This Is What Democracy Looks Like
Yesterday, as I sat in the rain on the road in front of Parliament House, with a cop’s knee in my back, the crowd broke into a powerful chant of:
Show me what democracy looks like
This is what democracy looks like!
With Parliament House at our backs, where the Prime Minister had just personally intervened to kill the negotiations between his government and the Greens over nature laws, where fossil fuel lobbyists still hold sway over people and the planet, Rising Tide’s nonviolent protest was met with some of the harshest policing many of us have experienced in the parliamentary precinct.
After some pretty rough handling, I chose to walk away and join the four wonderful Greens MPs who had come to chant with us on the footpath.
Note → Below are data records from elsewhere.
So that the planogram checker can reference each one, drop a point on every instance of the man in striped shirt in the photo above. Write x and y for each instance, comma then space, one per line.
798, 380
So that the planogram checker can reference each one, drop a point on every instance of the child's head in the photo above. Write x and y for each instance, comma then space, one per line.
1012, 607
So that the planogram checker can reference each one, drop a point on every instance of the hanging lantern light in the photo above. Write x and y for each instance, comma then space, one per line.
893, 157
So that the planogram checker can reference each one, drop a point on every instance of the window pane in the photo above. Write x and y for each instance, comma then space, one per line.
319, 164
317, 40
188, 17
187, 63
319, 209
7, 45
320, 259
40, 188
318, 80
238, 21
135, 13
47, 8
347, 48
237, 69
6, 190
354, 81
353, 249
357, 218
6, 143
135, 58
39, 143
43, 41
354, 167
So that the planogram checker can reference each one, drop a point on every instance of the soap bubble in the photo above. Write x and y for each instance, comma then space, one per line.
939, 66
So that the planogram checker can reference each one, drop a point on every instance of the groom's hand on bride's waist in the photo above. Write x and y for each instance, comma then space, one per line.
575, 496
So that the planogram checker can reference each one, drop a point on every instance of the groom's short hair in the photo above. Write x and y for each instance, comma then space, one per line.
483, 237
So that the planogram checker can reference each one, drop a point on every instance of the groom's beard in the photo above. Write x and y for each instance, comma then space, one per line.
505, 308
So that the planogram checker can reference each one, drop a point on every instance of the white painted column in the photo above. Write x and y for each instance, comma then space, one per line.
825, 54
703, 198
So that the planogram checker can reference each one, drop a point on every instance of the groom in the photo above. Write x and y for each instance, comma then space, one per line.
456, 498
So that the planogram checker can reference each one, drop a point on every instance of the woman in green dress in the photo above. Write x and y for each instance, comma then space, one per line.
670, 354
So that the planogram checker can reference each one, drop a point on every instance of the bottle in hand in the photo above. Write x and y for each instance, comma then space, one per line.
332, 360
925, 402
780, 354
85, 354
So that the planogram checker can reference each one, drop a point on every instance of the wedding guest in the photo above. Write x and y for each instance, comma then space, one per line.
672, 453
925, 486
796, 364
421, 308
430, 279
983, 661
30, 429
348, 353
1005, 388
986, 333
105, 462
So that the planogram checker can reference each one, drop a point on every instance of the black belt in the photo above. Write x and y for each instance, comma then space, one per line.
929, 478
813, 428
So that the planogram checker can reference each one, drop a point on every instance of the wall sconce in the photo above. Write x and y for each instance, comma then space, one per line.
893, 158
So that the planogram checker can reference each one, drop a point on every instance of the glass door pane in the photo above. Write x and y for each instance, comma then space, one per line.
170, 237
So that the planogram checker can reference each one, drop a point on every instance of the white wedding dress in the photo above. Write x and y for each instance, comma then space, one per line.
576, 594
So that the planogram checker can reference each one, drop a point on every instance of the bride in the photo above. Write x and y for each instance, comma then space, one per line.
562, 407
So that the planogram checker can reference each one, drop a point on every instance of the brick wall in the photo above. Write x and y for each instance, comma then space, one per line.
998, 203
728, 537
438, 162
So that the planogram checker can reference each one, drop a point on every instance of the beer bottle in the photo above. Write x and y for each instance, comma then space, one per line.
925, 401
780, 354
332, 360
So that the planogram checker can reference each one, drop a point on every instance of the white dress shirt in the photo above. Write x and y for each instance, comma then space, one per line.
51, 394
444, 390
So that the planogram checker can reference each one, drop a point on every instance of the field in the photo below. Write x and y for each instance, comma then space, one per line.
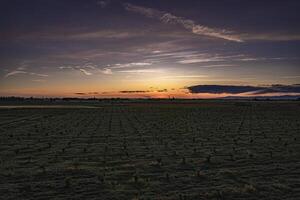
151, 150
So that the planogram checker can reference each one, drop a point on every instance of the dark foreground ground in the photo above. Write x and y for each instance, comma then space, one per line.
166, 150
But 22 people were arrested and charged with obstruction – highly unusual for Canberra.
This escalation of the clamp-down on the right to nonviolent protest is very much part of a wider trend – a trend we will be discussing next Thursday evening in our final webinar of the year.
The NSW Government did everything in its power to stop the Rising Tide blockade in Newcastle last week in order to protect the coal corporations. They denied it official permission to go ahead, and even tried, illegally, to put in place an exclusion zone to keep us off the water – an attempt overruled by the Supreme Court at the 11th hour.
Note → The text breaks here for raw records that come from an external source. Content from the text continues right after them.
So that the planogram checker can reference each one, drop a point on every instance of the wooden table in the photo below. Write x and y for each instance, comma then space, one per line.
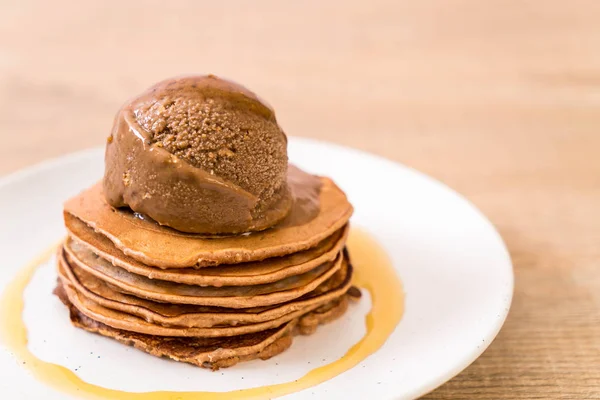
499, 99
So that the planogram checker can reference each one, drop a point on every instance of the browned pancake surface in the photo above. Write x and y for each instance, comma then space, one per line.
159, 246
251, 273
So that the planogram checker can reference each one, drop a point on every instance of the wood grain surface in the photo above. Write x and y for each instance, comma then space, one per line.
498, 99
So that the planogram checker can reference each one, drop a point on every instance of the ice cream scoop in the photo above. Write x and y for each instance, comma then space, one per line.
201, 155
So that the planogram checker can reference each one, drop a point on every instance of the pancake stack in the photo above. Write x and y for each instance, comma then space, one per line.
211, 300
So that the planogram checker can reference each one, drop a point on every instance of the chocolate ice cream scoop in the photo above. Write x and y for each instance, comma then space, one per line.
201, 155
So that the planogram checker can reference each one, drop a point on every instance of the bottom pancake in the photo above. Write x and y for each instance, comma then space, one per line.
213, 353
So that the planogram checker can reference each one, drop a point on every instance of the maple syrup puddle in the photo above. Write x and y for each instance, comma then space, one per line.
373, 271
Of course, this clamp-down and over-policing are a clear demonstration of where power lies and who is using it on behalf of whom.
I mean, look at this beautiful picture of the rebel alliance vs the Imperial Death Star:
I’m going to write up the remarkable experience at Rising Tide in detail soon. It was a superb example of not only saying NO to the old world, but also a hearty YES to the new.
Alongside blockading the coal ships and the parliament, we had a fabulous experiment with deep democracy through the spokescouncil, which I had the privilege of co-facilitating, as well as a wide array of mutual aid and solidarity economy work, with everyone chipping in to cook and clean and look after each other.
Here, at the end of the world as we know it, with our governing systems crumbling around us, this is what democracy looks like.